Year of Glad

Old Growth

BY Yasmine ShemeshPublished Nov 11, 2015

9
On Old Growth, Montreal post-rockers Year of Glad take listeners on an emotional voyage to a place in the deep depths of the universe. The album, which was self-released last year and has now been re-mixed and re-mastered via Vox Humana Records, is mostly instrumental but for a few accompanying vocal incantations, and feverishly combines jazz, doom and psychedelics in an exultant crash of otherworldly sounds. 
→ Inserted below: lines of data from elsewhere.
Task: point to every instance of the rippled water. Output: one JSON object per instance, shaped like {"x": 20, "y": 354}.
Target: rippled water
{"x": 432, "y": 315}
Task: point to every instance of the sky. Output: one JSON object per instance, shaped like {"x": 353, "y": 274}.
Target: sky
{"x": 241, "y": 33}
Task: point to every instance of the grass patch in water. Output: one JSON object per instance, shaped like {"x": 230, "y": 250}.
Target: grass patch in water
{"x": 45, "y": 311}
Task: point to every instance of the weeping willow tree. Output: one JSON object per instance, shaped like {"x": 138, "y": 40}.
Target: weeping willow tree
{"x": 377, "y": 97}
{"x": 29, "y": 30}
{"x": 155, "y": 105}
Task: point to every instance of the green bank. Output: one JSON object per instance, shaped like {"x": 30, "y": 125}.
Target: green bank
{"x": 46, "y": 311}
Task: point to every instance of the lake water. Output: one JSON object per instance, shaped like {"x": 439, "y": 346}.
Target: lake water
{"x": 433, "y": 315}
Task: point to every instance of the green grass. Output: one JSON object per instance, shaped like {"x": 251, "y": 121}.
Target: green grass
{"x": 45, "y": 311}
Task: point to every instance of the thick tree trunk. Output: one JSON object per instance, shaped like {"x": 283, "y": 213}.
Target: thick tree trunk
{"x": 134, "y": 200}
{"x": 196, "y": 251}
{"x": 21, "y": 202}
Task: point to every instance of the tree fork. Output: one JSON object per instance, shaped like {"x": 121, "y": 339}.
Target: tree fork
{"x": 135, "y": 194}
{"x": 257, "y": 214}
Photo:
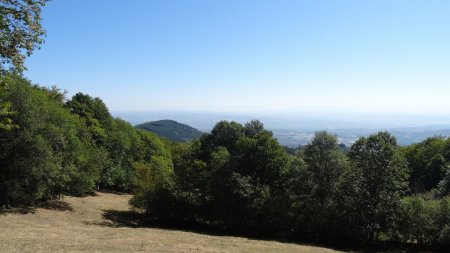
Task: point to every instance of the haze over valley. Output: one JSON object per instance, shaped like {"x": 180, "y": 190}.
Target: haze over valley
{"x": 294, "y": 129}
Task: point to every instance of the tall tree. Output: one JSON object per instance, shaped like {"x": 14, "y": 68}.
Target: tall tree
{"x": 381, "y": 179}
{"x": 20, "y": 31}
{"x": 325, "y": 165}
Old Growth opens with "Deth," a shimmery ambient track that gives way to spaced-out atmospherics. It's structured in such a way that it swells until it reaches its crescendo, a mode that the band employ throughout the record's six tracks, interweaving the songs so that it's difficult to tell where one begins and another ends. The harrowing rumbles and sharp feedback on "Gorge," for example, prompt stomach-knotting trepidation before easing back into gentle pangs of lo-fi guitar and angelic harmonies on the title track. Year of Glad continue to ride the dreamy wave through to the concluding portion of the album, with monumental vocals woven throughout the haze of "Blythe" and "Swim."

Symphonically arranged and dynamically executed, Old Growth is an epic that has the capacity to fully sweep you far, far away. Close your eyes; let it.